Healing and Hypnotherapy Volume 5, Issue -3, 1 September 2020 | Page 21

“We must accept our reality as vastly as we possibly can; everything, even the unprecedented, must be possible within it... Some people only come to know one corner of their room.” [6] 
 “...we must always trust in the difficult, then what now appears to us as the most alien will become our most intimate and trusted experience.” [7] 
 “Perhaps all the dragons in our lives are princesses who are only waiting to see us act, just once, with beauty and courage. Perhaps everything that frightens us is, in its deepest essence something helpless that wants our love.” [8] 

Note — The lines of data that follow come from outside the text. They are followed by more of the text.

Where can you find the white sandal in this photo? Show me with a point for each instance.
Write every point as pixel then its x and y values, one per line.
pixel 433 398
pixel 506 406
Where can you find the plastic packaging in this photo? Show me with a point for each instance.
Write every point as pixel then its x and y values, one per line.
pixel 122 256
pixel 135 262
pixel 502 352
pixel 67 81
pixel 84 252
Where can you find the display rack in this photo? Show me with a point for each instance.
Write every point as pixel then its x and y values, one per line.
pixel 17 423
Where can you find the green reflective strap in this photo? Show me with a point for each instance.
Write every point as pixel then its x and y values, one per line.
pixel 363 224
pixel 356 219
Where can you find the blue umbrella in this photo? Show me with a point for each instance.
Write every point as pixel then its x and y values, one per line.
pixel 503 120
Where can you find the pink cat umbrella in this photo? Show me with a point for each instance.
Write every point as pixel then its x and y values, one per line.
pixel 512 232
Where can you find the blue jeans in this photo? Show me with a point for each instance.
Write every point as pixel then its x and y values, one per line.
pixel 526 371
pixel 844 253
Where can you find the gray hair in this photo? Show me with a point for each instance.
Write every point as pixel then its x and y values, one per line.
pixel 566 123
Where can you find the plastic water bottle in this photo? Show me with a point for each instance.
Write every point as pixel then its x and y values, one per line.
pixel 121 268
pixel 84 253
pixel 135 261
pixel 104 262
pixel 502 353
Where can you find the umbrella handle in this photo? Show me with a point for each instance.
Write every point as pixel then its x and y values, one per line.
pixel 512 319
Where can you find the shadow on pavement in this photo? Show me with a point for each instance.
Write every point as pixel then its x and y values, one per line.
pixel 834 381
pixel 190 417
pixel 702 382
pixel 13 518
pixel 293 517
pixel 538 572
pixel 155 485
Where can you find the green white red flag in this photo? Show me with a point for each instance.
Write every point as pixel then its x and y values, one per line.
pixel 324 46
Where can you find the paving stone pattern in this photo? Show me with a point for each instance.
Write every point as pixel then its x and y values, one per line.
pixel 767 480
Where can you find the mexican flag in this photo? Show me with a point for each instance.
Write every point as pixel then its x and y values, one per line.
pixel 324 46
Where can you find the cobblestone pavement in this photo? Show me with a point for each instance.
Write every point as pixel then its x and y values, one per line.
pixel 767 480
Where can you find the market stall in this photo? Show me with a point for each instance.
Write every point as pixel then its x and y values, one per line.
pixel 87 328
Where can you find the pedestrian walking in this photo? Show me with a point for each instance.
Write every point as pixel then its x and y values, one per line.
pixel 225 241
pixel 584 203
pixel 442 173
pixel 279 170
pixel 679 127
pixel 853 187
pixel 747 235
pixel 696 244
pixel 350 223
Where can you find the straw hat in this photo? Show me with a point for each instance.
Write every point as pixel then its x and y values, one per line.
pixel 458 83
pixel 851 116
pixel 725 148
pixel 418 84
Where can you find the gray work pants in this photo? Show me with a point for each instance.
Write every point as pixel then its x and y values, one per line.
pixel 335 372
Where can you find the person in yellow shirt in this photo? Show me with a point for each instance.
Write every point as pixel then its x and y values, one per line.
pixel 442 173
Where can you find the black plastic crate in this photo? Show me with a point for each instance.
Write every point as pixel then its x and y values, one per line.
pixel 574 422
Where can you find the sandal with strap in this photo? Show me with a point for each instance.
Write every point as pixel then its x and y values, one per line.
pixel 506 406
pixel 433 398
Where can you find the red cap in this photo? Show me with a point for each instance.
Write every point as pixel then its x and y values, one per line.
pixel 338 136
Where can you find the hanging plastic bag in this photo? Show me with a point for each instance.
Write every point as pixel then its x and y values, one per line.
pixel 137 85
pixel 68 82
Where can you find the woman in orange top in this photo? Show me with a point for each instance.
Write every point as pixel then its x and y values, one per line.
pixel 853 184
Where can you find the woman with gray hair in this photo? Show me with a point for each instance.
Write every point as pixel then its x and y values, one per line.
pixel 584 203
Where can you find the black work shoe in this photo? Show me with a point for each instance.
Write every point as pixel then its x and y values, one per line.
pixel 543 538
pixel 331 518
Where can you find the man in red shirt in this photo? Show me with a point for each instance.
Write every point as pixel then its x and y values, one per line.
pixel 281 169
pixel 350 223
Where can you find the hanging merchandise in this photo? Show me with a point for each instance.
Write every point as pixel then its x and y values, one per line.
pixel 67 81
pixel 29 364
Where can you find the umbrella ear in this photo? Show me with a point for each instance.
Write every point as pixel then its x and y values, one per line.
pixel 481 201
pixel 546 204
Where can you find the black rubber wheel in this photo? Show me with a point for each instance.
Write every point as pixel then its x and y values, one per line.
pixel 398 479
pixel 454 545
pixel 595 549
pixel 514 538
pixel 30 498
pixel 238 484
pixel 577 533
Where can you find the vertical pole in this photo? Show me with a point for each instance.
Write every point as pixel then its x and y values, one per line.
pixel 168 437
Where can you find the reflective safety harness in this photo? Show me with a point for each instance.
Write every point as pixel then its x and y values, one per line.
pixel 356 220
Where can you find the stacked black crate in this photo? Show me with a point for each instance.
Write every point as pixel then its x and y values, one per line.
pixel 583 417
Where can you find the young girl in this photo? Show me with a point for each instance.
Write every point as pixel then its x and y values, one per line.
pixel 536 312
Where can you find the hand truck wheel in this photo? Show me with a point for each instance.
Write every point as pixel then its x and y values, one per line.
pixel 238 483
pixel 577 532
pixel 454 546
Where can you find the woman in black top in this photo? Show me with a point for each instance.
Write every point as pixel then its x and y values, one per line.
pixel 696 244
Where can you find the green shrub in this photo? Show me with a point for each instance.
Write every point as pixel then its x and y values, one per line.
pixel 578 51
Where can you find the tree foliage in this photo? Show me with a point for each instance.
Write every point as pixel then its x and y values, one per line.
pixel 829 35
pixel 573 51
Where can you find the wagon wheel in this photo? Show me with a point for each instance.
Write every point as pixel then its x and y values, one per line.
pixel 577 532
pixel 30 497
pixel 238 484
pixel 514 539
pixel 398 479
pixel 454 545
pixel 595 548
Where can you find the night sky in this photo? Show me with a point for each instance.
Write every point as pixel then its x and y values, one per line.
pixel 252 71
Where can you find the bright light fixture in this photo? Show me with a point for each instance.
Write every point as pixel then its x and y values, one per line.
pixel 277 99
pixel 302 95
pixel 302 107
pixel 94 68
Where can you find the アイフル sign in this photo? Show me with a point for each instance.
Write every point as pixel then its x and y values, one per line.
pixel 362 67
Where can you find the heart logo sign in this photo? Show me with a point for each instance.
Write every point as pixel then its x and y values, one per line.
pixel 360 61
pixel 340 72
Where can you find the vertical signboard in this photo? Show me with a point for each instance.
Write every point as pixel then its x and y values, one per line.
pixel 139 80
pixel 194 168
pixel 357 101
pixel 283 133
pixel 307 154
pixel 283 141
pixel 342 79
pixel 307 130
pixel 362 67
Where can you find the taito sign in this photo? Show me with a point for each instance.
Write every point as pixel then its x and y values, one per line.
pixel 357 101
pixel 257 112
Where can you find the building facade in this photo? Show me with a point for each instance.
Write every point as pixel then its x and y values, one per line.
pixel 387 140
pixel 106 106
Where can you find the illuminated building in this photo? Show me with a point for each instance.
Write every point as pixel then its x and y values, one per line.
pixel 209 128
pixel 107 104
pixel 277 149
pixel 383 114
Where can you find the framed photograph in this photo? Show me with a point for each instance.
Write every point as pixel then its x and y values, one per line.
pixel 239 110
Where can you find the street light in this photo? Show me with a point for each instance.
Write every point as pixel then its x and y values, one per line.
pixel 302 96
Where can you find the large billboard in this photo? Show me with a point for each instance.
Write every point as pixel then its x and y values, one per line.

 “Don’t search for the answers, which would not be given to you now, because you would not be able to live them. And the point is, to live everything. Live the questions now. Perhaps then, someday far in the future, you will gradually, without even noticing it, live your way into the answer.” [9] 
 “Everything is gestation and then birthing. To let each impression and each embryo of a feeling come to completion, entirely in itself, in the dark, in the unsayable, the unconscious, beyond the reach of one’s own understanding, and with deep humility and patience to wait for the hour when a new clarity is born...” I have used all of the above as direct suggestions or as inspiration for imagery in therapy. When Nothing Else Works – Throw Poetry at Them The act of writing poetry is an attempt to put into words that which the poet finds inexpressible. When it is successful, the act of reading or hearing it can create a similar, unsayable experience—an experience that is beyond logic, that bypasses the critical mind and, as Kafka so poetically suggests, can “smash the frozen sea within us.” While it is easy to assume that poetry is only for a certain type of client, this belief could create missed opportunities. Poetry can have the most profound effect on the clients you wouldn’t expect. Of course, not everyone loves poetry. Some people will tell you they hate it. These people usually had a bad experience in school where they had to read medieval poetry and then analyse it. Most people are pleasantly surprised when exposed to contemporary poetry on a subject that interests them.